LOS ANGELES (AFP) — New Zealand filmmaker Taika Waititi will write and direct a new “Star Wars” film, Disney announced Monday.
Waititi has shot from indie acclaim to mainstream Hollywood success in recent years, overseeing Marvel superhero smash hit “Thor: Ragnarok” in 2017 before winning a screenplay Oscar for Nazi satire “Jojo Rabbit” in February.
He also directed the first season finale of “The Mandalorian,” the hit television show set in the blockbuster sci-fi franchise universe.
No date was set for the new movie. But the first of three currently scheduled “Star Wars” on Disney’s release calendar is penciled in for December 2022.

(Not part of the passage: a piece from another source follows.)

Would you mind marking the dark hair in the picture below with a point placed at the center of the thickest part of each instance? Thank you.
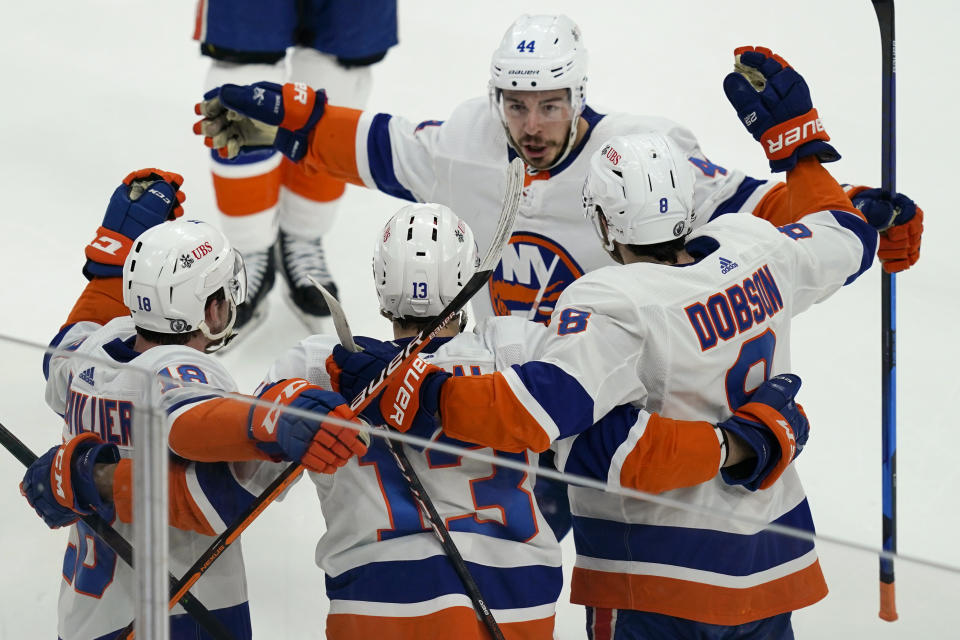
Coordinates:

Announcing the news on May 4 — a date typically celebrated by “Star Wars” fans around the world who wish each other “May the 4th be with you” — Disney also confirmed reports that “Russian Doll” co-creator Leslye Headland will develop a new television series set in the same universe.

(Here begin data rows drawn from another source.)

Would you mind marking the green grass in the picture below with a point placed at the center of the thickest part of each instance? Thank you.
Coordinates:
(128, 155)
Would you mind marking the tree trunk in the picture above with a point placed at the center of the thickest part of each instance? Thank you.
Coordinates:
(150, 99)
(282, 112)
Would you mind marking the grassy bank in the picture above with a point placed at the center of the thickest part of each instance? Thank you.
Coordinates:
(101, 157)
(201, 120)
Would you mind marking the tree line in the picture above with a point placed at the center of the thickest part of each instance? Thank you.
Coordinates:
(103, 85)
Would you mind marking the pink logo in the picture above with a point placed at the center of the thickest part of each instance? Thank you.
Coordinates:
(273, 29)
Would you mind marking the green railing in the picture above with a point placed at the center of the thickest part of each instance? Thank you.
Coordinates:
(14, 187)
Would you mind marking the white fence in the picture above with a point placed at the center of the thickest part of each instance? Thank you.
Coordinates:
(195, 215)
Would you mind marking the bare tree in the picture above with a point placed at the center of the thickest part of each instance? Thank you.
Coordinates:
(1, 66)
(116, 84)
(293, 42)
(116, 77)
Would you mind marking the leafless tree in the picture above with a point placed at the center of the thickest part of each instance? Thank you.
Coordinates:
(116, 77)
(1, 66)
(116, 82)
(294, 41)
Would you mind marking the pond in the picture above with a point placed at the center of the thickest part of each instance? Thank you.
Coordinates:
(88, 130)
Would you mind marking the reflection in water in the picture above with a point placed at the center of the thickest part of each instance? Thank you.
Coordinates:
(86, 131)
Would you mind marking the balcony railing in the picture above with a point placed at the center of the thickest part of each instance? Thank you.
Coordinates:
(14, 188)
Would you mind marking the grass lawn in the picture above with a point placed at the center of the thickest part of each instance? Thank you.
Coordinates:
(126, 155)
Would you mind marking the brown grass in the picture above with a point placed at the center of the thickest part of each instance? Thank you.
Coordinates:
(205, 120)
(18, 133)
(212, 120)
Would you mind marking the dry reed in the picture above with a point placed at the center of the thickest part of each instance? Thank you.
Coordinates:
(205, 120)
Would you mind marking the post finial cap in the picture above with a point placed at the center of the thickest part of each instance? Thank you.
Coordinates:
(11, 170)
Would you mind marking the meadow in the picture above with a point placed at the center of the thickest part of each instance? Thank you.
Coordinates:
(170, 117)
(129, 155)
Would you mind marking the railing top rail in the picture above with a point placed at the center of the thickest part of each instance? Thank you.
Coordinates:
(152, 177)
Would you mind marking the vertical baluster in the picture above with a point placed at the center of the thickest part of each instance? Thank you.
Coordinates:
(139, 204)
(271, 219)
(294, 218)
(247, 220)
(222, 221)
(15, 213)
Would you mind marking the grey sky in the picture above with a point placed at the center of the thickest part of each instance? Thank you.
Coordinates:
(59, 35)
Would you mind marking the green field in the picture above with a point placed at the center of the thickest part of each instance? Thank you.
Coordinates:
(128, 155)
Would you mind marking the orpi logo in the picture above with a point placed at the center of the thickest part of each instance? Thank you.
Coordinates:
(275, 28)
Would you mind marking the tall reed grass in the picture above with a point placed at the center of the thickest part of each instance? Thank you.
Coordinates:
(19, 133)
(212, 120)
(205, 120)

“Headland will write, executive produce, and serve as showrunner for the series, which adds to a growing list of ‘Star Wars’ stories for Disney’s streaming platform including ‘The Mandalorian,’ now in post-production on Season Two,” said the announcement on StarWars.com.
According to Hollywood trade reports, Headland’s live-action show will be a “female-driven action thriller” and “set in an alternate timeline from the usual ‘Star Wars’ universe.”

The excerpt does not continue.